Medi-Cal now covers some 13 million Californians — about one-third of the state’s population. Some 80 percent of Medi-Cal enrollees are covered by managed care plans. The UC health systems are under pressure to offer basic health care for many of these new enrollees while still maintaining their role as prestigious providers of cutting-edge medical treatments.
Yet for some patients, losing UC Davis means being cut off from health care providers they know and trust. Love’s knee is hurting again — but she can’t go back to UC Davis for care.
“I know they got tired of my face, because I would go back and back and back [to] find out what’s going on,” Love said of her conversations with UC Davis. “Are you guys really just throwing me out just like that?” she said she told them.
Love’s advocates at Legal Services of Northern California say they have helped dozens of Medi-Cal patients in similar situations since January 2015.
“[It’s] very traumatic for these clients,” said Amy Williams, the nonprofit’s deputy director. They have very complex medical conditions, she said, and some have needed emergency room treatment while trying to find alternative care.
“It’s making low-income people feel like they’re ‘less-than,’” Williams said.
UC Davis officials said in a written statement that Medi-Cal enrollees make up the largest proportion of patients who visit their health system. UC Davis’ current Medi-Cal managed care contracts emphasize “specialty care services, but could include primary care,” they said.
Even students at UC Davis School of Medicine are weighing in.
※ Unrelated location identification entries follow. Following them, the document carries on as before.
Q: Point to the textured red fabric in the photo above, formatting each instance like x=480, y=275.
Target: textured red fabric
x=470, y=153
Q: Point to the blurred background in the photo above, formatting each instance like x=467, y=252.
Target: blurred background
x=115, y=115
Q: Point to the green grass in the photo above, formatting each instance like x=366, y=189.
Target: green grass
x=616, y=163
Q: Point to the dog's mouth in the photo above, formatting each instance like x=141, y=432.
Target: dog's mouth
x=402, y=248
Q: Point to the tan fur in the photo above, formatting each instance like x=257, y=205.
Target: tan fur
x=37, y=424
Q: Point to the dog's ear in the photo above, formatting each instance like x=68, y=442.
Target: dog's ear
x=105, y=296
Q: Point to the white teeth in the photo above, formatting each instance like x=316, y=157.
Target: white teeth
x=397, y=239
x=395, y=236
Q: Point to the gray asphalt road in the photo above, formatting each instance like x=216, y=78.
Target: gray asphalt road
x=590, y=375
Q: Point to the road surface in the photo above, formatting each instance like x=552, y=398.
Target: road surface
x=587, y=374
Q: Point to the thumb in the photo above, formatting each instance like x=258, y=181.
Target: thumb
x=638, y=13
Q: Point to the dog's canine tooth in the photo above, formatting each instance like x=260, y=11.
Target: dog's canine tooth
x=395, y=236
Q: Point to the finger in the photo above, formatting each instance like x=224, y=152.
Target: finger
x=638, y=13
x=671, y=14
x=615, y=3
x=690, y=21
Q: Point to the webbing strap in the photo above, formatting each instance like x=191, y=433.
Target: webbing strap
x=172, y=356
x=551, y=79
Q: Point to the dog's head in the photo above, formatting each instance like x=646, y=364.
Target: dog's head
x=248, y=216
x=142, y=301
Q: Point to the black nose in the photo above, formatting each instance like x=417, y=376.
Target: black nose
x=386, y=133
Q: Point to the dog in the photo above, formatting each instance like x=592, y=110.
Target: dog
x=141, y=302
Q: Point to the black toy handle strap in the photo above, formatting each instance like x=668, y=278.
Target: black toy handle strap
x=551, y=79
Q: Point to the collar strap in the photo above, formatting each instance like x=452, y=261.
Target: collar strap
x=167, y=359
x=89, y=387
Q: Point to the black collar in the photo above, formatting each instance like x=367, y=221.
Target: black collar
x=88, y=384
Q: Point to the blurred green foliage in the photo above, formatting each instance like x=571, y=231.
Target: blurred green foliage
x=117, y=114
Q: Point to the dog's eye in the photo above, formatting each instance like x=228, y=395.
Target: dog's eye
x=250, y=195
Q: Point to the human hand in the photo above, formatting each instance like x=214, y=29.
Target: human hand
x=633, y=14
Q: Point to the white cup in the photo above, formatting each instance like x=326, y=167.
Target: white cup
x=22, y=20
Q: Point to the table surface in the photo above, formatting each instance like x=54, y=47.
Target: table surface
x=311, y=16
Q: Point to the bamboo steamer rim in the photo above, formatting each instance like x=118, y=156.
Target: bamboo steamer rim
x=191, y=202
More than 140 medical students signed a letter to UC Davis and UC health system administrators, urging them to reinstate primary care for Medi-Cal patients.
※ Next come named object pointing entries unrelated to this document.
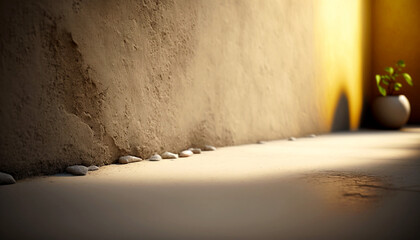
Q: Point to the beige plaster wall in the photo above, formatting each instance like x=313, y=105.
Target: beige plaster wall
x=83, y=82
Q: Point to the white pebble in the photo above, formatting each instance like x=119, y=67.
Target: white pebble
x=195, y=150
x=169, y=155
x=78, y=170
x=186, y=153
x=93, y=168
x=6, y=179
x=209, y=148
x=155, y=157
x=128, y=159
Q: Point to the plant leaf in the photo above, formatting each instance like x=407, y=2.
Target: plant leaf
x=378, y=79
x=397, y=86
x=389, y=70
x=408, y=79
x=382, y=90
x=401, y=63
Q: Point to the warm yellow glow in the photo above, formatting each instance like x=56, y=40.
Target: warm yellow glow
x=338, y=39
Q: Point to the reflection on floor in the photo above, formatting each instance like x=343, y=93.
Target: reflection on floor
x=355, y=185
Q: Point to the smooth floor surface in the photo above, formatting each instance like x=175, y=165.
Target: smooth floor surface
x=355, y=185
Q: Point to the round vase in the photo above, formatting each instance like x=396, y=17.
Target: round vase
x=391, y=111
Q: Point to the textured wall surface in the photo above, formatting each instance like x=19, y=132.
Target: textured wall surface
x=83, y=82
x=395, y=36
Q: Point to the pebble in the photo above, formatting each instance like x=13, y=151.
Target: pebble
x=93, y=168
x=155, y=157
x=195, y=150
x=128, y=159
x=209, y=148
x=169, y=155
x=6, y=179
x=78, y=170
x=186, y=153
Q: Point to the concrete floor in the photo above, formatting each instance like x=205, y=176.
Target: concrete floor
x=357, y=185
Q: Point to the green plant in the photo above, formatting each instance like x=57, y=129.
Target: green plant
x=390, y=83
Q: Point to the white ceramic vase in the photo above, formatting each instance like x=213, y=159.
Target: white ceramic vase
x=391, y=111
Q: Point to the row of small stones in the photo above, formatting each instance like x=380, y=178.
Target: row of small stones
x=80, y=170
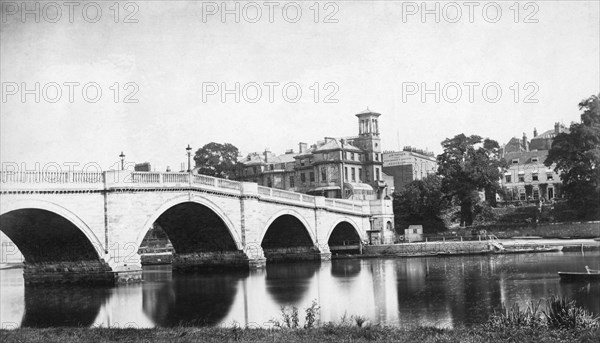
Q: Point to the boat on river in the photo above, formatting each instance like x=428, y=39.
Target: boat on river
x=590, y=274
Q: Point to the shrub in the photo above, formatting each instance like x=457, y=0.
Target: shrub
x=516, y=317
x=564, y=314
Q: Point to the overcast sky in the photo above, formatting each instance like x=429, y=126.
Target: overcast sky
x=369, y=53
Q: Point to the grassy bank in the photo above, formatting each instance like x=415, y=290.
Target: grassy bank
x=321, y=334
x=560, y=321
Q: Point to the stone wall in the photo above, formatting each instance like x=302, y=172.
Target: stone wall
x=426, y=248
x=215, y=260
x=97, y=272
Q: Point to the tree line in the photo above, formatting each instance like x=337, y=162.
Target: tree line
x=471, y=165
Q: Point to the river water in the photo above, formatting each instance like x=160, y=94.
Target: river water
x=438, y=291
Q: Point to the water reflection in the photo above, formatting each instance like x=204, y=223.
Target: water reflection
x=62, y=306
x=191, y=299
x=444, y=292
x=288, y=283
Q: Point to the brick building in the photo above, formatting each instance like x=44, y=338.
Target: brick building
x=349, y=167
x=408, y=165
x=527, y=178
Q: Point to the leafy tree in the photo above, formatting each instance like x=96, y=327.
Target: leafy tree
x=467, y=166
x=215, y=159
x=421, y=202
x=577, y=158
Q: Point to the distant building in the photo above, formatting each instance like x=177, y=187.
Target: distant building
x=142, y=167
x=408, y=165
x=348, y=167
x=527, y=178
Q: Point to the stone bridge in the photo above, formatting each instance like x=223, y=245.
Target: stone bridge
x=82, y=226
“Without primary care Medi-Cal [patients] being served at our hospital, many students feel that we no longer can uphold our institutional mission and remain a top primary care school,” they wrote. “UC Davis, historically a beacon to poor families in one of the neediest areas of Sacramento, now stands out in its unwillingness to provide basic care for its neighbors.”
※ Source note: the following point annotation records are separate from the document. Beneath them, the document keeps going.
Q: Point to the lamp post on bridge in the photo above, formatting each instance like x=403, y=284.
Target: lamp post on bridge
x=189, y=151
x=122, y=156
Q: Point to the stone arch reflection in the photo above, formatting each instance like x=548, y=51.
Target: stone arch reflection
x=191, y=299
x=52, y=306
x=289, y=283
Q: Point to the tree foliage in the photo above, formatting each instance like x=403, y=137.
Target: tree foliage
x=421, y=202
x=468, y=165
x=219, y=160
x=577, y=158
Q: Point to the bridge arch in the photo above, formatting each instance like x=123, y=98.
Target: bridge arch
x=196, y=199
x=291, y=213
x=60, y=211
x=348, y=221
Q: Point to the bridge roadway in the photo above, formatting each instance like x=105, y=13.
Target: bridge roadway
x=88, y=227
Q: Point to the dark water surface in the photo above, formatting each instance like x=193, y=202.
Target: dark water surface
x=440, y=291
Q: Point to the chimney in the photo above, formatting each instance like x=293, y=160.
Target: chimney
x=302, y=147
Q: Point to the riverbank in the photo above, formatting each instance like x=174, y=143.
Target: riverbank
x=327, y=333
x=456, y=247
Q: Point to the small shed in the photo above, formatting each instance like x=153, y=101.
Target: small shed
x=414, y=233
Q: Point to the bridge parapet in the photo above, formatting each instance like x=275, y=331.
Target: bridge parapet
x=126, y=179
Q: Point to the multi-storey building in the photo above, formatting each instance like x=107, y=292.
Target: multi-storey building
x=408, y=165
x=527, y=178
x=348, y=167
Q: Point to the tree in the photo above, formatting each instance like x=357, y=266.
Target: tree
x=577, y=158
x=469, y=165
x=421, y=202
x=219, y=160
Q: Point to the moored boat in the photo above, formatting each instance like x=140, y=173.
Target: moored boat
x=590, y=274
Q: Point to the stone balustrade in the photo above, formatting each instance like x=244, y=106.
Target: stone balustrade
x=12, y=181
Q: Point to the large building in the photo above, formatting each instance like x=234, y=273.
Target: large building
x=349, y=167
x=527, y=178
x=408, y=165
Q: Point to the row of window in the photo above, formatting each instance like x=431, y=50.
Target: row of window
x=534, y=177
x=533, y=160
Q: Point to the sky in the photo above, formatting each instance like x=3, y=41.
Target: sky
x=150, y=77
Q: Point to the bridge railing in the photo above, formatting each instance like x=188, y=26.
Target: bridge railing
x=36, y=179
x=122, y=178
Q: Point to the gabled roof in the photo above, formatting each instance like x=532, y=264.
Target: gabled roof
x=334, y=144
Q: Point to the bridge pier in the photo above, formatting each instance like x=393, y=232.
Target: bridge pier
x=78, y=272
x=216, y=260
Dr. John Stobo, executive vice president of UC Health, said “no matter how you want to slice and dice [the] data, the UC system as a whole is either the first, second or third biggest provider of Medi-Cal services in the state.”
State Sen. Richard Pan (D-Sacramento), a former UC Davis pediatrician who treated Medi-Cal patients, said that contracting with Medi-Cal health plans sets an example for medical students.
“It’s very concerning when the UC, which is a … public teaching institution, is not fulfilling a mission,” Pan said. “If a public institution can’t take care of people under public health coverage, then [UC Davis needs] to stand up and say, ‘You know what, legislature, governor? We need to raise the [Medi-Cal] rates.’”
Legal Services of Northern California’s Williams said she understands that UC Davis can’t contract with all Medi-Cal plans because of the low reimbursement rates. But, she says, the contracts for primary care “can’t look like zero.”
Some of her clients who were cut off from services at UC Davis a year and a half ago are “still suffering” in their search for services elsewhere, Williams said.
And Love, nearly two years after her knee surgery at UC Davis, said she’s still trying to find the care she needs to fully recover.
“They don’t even want to see if I’m ok,” says Love of her former medical provider. “You throw a patient away for a dollar?”
CLARIFICATION: An earlier version of this story stated that the UC Davis Health System has a mandate to serve the poor. The story now replaces the word “mandate” with “mission” and attributes the statement to consumer advocates. The story also has been updated with comments from the University of California on the termination of the Health Net contract.